La prognosi impone a Benedetta di concludere l’emancipazione psichica dalla figura materna procedendo con la cautela che la contraddistingue e di vivere il sentimento della “rivalità fraterna” con la sicurezza che ha rafforzato la sua emancipazione ideologica.

RISCHIO PSICOPATOLOGICO

Il rischio psicopatologico si attesta in un conflitto psiconevrotico che si ritorce in uno struggimento alla ricerca della giusta dimensione relazionale.

CONSIDERAZIONI METODOLOGICHE

Il sogno dice della realtà psichica in atto in forma topica, dinamica ed economica: quale istanze coinvolge, come si squaderna la “libido e quanta ne investe. Conseguono le difese e le psicodinamiche. Da un sogno possiamo avere un quadro della situazione psichica in atto, da diversi sogni possiamo avere l’evoluzione della suddetta situazione. Si tratterà sempre di un’evoluzione che possiamo umanamente definire fausta o infausta.

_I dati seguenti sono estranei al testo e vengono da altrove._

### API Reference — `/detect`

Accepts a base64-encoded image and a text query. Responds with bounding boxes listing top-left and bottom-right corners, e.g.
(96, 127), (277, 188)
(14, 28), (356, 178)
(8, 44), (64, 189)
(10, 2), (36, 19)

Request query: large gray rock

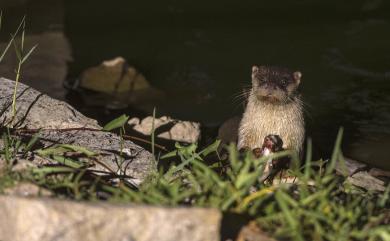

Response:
(0, 78), (157, 184)
(128, 116), (200, 143)
(0, 196), (221, 241)
(0, 78), (100, 129)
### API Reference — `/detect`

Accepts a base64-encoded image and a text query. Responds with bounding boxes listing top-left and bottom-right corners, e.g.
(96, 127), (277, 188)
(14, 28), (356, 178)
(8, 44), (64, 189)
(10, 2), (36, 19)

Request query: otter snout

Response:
(256, 85), (287, 102)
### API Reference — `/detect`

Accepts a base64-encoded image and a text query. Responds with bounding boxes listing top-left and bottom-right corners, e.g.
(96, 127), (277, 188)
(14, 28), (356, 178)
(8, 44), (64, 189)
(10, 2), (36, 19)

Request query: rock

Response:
(368, 168), (390, 178)
(0, 79), (157, 185)
(128, 116), (200, 143)
(3, 182), (52, 197)
(0, 196), (221, 241)
(335, 157), (367, 176)
(346, 171), (385, 192)
(218, 116), (241, 144)
(29, 130), (157, 185)
(0, 78), (100, 129)
(80, 57), (150, 94)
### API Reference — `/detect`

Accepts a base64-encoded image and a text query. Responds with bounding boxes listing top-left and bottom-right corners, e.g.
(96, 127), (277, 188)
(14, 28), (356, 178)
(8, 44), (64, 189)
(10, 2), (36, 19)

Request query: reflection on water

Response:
(0, 0), (390, 168)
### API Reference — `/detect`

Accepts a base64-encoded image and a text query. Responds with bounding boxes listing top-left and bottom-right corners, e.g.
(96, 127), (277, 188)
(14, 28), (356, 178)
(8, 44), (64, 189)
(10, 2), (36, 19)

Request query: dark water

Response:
(0, 0), (390, 168)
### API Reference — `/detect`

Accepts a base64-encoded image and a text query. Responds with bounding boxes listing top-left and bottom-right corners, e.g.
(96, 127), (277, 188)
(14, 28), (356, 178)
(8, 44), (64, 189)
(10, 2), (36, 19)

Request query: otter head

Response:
(252, 66), (302, 104)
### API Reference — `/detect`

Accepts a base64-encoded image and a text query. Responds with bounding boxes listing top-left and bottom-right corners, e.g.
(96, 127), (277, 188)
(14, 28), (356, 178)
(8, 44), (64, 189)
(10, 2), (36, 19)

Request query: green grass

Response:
(0, 12), (390, 241)
(0, 125), (390, 241)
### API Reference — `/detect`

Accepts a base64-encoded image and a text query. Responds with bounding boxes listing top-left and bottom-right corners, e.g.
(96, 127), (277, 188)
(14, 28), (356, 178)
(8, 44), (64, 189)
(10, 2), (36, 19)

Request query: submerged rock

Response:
(80, 57), (150, 94)
(0, 196), (221, 241)
(0, 78), (157, 184)
(347, 171), (386, 192)
(128, 116), (200, 143)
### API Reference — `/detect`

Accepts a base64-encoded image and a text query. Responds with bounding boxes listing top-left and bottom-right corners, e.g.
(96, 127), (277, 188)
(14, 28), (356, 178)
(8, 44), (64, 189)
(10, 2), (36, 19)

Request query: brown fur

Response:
(238, 66), (305, 153)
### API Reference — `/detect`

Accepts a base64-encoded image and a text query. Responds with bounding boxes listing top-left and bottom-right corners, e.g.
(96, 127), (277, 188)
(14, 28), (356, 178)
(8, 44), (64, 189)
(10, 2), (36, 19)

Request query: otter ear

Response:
(293, 71), (302, 85)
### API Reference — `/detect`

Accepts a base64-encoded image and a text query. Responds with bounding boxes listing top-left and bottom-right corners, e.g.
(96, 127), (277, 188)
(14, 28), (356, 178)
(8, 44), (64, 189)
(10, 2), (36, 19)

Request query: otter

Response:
(238, 66), (305, 154)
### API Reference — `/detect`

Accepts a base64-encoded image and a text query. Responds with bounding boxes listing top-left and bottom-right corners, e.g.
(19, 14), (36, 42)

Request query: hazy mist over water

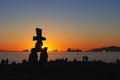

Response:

Il sogno dice se la psicodinamica ha avuto una buona presa di coscienza per cui si è bonificata o se è stata obliata per cui è tralignata in un sintomo, se è stata oggetto di riflessione o se è stata abbandonata nel dimenticatoio. La decodificazione del sogno è psicoterapia perché induce sempre una presa di coscienza del dato psichico in atto, al di là che si tratti di trauma o di conflitto.
La decodificazione del sogno accelera la psicoterapia e favorisce la giusta e salutare autoconsapevolezza. Le sedute s’incentrano sulle cause per risanare gli effetti senza un’interminabile ricerca del materiale psichico patogeno.
La decodificazione del sogno è compito dello psicoterapeuta ed è oggetto di analisi da parte del paziente fino al riconoscimento del proprio materiale psichico. Benedetta è al quarto sogno e l’evoluzione benefica autonoma è evidente. La psiche è filogenetica, ama la sua origine e la sua funzione, tende a risolvere i conflitti e a continuare a vivere, a integrare le parti psichiche alienate o non assimilate. Il sogno è filogenetico, uno strumento diagnostico e terapeutico per sua essenza.